In this case, we can combine the previous two parsers, match_literal and identifier, to actually parse the first byte of the XML tag. Let’s write a test to see if it works.

#[test]
fn pair_combinator() {
    let tag_opener = pair(match_literal("<"), identifier); assert_eq! ( Ok(("/ >", ((), "my-first-element".to_string()))),
        tag_opener("<my-first-element/>")
    );
    assert_eq!(Err("oops"), tag_opener("oops")); assert_eq! (Err(! "" oops"), tag_opener("
      ));
}
Copy the code

It seems to work! But look at the result type :((), String). Obviously, we only care about the value on the right-hand side, which is String. Most of the time – some of our parsers only match patterns in the input and don’t produce values, so you can safely ignore this output. To accommodate this scenario, we’ll use our pair combinator to write two more combinators: Left, it dismisses the result of the first parser and returns the second parser with the corresponding number, right, which we wanted to use in our tests above instead of pair — it dismisses the left (), leaving only our String.

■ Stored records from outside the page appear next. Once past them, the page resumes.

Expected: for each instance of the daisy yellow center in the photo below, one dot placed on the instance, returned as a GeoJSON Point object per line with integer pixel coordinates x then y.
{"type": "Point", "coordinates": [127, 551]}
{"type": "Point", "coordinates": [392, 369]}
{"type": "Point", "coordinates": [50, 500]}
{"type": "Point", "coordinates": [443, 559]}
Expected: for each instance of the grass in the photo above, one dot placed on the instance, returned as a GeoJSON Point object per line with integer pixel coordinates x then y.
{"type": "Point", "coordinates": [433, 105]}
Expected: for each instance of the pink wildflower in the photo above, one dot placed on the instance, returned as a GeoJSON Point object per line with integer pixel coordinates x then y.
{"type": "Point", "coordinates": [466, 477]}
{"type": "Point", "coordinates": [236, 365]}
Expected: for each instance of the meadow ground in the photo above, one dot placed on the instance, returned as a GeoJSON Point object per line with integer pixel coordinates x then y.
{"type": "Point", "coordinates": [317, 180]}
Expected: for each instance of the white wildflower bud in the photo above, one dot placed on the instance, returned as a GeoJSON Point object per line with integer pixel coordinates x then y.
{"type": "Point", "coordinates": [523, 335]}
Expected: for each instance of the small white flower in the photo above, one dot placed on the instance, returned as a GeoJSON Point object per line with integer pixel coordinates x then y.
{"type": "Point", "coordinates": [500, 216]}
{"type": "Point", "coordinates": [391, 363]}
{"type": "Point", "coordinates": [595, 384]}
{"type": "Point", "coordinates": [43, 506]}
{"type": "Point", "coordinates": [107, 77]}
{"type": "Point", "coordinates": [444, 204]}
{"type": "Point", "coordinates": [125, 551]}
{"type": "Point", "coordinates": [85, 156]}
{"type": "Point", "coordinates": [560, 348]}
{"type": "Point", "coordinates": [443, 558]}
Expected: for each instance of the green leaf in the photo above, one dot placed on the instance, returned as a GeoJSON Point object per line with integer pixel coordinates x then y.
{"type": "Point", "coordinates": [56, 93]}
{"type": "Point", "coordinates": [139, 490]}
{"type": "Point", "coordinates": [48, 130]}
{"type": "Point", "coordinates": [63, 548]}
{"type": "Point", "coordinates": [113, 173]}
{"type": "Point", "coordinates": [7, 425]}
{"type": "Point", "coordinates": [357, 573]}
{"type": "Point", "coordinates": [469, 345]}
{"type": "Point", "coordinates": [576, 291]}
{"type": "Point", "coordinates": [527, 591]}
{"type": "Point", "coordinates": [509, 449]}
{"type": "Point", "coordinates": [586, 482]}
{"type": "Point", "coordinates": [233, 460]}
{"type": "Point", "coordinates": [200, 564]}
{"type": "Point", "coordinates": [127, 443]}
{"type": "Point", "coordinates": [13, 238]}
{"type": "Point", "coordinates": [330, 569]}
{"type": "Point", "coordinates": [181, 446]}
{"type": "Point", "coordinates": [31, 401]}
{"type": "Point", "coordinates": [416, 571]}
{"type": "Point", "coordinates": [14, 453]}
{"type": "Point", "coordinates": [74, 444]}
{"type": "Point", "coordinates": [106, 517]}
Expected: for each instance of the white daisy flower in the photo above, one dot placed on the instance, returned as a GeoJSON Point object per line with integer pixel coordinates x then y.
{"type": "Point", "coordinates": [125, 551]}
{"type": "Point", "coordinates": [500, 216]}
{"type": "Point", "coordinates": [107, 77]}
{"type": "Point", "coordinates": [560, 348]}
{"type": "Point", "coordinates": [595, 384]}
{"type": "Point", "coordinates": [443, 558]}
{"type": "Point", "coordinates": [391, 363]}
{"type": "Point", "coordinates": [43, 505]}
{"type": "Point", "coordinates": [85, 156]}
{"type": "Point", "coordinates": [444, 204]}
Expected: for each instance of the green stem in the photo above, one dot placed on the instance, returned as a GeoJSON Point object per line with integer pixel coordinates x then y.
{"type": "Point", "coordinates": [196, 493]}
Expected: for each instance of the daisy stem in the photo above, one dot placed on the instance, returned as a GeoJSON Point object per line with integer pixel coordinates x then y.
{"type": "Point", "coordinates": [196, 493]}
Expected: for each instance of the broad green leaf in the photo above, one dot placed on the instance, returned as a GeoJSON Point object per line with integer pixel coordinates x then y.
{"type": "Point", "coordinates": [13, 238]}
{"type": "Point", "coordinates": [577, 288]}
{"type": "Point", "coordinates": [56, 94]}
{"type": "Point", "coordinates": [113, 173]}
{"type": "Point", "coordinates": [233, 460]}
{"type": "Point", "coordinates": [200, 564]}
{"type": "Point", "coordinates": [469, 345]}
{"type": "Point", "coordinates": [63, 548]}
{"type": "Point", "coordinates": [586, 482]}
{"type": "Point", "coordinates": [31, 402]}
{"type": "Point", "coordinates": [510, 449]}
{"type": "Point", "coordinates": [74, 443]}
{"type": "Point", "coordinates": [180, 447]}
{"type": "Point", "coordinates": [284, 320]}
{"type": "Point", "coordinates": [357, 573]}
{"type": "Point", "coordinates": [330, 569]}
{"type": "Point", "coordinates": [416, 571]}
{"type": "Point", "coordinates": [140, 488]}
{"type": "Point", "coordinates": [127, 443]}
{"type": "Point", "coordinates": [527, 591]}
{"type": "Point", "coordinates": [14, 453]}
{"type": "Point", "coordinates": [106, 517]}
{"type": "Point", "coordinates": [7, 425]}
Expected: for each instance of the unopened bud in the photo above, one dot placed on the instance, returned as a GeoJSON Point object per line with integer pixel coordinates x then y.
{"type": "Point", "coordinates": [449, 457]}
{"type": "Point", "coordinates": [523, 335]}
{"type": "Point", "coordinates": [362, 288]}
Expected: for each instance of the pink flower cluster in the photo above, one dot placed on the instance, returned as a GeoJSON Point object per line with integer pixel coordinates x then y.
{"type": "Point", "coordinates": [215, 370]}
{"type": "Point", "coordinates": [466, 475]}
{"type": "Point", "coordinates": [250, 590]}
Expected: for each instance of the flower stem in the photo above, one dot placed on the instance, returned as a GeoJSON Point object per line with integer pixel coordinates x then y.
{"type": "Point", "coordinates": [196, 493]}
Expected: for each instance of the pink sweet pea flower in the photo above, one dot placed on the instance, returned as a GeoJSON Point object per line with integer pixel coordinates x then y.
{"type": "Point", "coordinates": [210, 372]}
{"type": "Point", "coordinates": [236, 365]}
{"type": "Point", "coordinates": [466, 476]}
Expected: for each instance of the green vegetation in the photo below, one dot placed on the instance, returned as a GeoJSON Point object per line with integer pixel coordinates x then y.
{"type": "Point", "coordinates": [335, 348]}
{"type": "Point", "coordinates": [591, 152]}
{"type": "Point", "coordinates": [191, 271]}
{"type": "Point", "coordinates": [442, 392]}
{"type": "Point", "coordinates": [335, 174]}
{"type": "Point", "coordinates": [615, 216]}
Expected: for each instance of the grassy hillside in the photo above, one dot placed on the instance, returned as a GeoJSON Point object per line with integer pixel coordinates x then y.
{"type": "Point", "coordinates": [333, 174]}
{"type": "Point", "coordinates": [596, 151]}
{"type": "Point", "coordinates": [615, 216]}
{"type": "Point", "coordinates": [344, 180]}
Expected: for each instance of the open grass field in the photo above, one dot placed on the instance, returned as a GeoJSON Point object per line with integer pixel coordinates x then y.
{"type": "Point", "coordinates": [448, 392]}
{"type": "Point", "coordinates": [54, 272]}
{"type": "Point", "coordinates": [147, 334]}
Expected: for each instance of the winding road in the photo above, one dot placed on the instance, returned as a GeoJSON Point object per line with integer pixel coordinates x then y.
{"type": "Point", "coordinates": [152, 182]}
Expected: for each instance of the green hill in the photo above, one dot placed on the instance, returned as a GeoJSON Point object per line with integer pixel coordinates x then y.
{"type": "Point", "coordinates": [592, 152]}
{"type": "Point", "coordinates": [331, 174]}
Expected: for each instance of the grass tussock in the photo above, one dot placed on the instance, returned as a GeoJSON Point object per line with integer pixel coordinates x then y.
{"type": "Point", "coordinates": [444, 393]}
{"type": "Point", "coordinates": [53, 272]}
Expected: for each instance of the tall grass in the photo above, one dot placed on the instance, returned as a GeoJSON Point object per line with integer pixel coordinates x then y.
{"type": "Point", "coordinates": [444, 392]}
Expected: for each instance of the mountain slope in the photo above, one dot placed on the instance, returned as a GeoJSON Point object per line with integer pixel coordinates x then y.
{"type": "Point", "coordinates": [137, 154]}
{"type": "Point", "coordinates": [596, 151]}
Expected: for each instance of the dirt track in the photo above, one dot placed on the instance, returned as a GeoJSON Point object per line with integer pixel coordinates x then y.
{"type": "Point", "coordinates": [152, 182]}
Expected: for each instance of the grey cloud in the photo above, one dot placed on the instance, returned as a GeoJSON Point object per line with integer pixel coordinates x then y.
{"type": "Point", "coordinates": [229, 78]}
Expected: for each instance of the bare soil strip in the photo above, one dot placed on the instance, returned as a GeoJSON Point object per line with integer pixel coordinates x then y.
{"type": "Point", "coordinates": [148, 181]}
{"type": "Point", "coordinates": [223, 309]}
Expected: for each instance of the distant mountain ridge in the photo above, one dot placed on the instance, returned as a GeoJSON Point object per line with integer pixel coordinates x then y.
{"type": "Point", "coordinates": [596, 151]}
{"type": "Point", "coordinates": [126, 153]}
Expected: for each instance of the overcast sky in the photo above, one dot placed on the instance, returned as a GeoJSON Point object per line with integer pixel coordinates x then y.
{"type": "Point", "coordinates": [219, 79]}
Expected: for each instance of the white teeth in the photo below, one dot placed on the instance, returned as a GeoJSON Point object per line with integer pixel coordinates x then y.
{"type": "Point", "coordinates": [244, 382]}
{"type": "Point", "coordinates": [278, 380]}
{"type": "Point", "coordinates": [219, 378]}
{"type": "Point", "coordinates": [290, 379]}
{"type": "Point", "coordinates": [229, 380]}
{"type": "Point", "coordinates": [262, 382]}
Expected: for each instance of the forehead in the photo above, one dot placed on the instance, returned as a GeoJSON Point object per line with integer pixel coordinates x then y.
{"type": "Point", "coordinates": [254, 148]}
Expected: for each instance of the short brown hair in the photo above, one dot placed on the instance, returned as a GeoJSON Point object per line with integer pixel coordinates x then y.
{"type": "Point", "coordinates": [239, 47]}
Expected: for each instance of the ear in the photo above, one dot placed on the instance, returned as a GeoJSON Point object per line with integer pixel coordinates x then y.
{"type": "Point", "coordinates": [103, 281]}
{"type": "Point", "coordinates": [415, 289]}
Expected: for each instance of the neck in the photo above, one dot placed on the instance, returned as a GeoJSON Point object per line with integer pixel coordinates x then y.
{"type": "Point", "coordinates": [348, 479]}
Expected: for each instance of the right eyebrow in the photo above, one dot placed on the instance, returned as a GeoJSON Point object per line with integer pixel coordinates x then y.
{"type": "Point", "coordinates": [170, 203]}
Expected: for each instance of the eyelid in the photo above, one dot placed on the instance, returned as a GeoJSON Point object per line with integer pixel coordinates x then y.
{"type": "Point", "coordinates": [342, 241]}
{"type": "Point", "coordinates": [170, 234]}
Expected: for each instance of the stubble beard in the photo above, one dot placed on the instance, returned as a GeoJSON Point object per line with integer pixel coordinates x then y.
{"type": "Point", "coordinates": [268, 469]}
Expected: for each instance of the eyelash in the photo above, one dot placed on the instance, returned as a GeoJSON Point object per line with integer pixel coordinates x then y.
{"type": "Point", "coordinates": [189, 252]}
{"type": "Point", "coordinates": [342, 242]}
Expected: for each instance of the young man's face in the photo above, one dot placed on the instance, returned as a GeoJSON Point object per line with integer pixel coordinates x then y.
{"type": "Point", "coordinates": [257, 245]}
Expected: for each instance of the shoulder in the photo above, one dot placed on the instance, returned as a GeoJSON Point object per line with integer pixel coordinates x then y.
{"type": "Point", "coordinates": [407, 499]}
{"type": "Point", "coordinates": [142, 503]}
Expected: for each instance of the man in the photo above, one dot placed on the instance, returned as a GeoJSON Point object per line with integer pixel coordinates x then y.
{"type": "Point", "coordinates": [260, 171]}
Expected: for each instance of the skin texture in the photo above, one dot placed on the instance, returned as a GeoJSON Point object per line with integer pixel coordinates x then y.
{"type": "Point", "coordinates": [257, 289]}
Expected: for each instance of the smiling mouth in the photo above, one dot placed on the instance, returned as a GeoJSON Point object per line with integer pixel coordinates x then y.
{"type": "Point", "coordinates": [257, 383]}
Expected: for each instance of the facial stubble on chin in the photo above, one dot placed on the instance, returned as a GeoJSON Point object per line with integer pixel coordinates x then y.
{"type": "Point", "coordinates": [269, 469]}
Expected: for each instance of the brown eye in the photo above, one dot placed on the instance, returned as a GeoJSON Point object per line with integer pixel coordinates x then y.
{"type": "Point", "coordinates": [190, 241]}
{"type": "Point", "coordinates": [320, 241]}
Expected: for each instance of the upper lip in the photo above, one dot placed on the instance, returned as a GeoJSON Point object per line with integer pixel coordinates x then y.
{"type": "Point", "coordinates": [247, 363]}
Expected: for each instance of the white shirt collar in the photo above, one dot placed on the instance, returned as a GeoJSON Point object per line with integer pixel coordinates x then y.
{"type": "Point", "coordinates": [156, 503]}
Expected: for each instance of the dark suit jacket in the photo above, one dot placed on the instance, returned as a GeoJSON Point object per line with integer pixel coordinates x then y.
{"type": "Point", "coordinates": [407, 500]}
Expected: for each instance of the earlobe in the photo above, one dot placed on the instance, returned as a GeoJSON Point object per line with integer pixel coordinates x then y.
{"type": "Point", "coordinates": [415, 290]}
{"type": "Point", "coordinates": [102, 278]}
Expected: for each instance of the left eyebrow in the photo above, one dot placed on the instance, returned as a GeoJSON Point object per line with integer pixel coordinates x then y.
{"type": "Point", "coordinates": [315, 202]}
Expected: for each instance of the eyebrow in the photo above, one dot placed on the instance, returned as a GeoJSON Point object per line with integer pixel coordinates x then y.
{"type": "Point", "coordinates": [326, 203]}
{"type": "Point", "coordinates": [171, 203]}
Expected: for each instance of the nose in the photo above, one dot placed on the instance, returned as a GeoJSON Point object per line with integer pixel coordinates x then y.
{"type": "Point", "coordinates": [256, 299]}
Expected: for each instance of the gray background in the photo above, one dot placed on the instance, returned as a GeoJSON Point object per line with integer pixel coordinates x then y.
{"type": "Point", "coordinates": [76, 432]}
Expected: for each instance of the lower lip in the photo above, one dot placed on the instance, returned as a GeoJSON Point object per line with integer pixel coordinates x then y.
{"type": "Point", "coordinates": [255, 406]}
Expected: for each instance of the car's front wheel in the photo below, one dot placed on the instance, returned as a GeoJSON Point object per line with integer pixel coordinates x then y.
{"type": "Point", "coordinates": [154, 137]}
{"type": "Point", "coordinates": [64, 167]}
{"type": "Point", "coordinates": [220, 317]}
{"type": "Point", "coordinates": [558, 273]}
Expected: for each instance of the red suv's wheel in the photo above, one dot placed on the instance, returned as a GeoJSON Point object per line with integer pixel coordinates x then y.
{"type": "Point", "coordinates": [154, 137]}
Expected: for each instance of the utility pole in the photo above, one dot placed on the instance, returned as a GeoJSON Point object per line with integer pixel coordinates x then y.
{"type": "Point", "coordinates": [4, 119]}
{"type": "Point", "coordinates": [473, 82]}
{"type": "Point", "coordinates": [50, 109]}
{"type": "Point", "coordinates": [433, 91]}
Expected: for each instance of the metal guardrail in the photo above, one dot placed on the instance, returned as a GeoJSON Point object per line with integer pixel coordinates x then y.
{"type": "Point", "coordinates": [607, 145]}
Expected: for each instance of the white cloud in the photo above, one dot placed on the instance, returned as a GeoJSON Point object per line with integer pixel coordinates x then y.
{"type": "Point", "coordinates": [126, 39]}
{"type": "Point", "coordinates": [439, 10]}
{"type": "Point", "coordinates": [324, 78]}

  • Learn through Rust parser combinator – Part 1
  • Learn through Rust parser combinator – Part 2
  • Learn through Rust parser combinator – Part 3
  • Learn through Rust parser combinator – Part 4

license

This work is copyrighted by Bodil Stokke and licensed under the terms of the Creative Commons Attribution – Non-commercial – Share alike 4.0 agreement. To view the license, please visit the creativecommons.org/licenses/by…

footnotes

1: He is not your real uncle. 2: Please don’t be that person at the party.

If you find any mistakes in your translation or other areas that need to be improved, you are welcome to the Nuggets Translation Program to revise and PR your translation, and you can also get the corresponding reward points. The permanent link to this article at the beginning of this article is the MarkDown link to this article on GitHub.


The Nuggets Translation Project is a community that translates quality Internet technical articles from English sharing articles on nuggets. The content covers Android, iOS, front-end, back-end, blockchain, products, design, artificial intelligence and other fields. If you want to see more high-quality translation, please continue to pay attention to the Translation plan of Digging Gold, the official Weibo, Zhihu column.